Examinations specific to other movement disorders:
- Chorea: irregular, random movements observable during the general inspection; ask patient to stick tongue out and hold it still (chorea prevents sustained tongue protrusion — serpentine tongue in Huntington's); assess for milkmaid grip (irregular squeezing when the patient grips the examiner's two fingers).
- Dystonia: look for sustained abnormal postures at rest and during voluntary movement; apply the sensory trick (touch patient's chin/face for cervical dystonia); score using the Burke-Fahn-Marsden Dystonia Rating Scale for generalised dystonia.
- Tics: observe for stereotyped, suppressible movements or vocalisations; ask about premonitory urge and ability to suppress.
Bedside Examination for Parkinsonism
SELF-CHECK
During a bedside examination of a 60-year-old man with suspected parkinsonism, you ask him to tap his right index finger against his right thumb as rapidly and as widely as possible for 15 seconds. Initially the movements are present but over 10–15 repetitions they become progressively smaller and slower. What does this finding specifically indicate and what is this phenomenon called?

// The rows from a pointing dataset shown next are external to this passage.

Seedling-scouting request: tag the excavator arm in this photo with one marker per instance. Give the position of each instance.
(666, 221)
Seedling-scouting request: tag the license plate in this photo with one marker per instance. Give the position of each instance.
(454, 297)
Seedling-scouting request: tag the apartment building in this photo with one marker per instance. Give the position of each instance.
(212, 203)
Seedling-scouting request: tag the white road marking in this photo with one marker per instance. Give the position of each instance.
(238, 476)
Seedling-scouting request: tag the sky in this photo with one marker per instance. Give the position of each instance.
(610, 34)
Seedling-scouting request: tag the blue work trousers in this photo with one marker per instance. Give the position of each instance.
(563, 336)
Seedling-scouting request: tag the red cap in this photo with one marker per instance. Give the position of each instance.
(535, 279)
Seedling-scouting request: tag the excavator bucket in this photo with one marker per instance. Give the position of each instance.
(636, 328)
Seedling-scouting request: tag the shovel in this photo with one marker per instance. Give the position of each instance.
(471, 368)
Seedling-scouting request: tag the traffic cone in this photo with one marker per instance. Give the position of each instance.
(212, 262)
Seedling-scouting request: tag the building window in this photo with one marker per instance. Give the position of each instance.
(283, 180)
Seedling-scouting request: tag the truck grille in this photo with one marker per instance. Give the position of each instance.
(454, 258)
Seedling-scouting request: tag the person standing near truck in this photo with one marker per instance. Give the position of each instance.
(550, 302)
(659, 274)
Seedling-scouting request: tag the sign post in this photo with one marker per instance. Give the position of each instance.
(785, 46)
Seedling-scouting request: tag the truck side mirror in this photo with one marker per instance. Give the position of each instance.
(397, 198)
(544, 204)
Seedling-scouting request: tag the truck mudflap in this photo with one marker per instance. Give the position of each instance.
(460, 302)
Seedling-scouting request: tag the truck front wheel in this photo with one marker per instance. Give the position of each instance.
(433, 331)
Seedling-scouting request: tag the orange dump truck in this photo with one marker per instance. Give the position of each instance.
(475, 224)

A. Spasticity — the patient has an upper motor neuron lesion causing velocity-dependent increased tone
B. Dysmetria — the patient has a cerebellar hemisphere lesion on the right
C. Bradykinesia with fatiguing — consistent with dopaminergic nigrostriatal pathway dysfunction
D. Functional movement disorder — the patient is voluntarily slowing down
Reveal Answer
Answer: C. Bradykinesia with fatiguing — consistent with dopaminergic nigrostriatal pathway dysfunction
Progressive decrease in speed and amplitude of repetitive voluntary movements on sustained performance is called fatiguing or decrement — the hallmark of bradykinesia in basal ganglia disease (particularly PD). This is tested in MDS-UPDRS Part 3 Item 3.4 (finger tapping). Spasticity is a tone abnormality (velocity-dependent resistance to passive movement), not a test of voluntary movement speed. Cerebellar dysmetria produces irregularity and overshoot but not a systematic decrement in amplitude with repetition. Functional disorders may show inconsistency or improvement with distraction, not a uniform progressive decrement.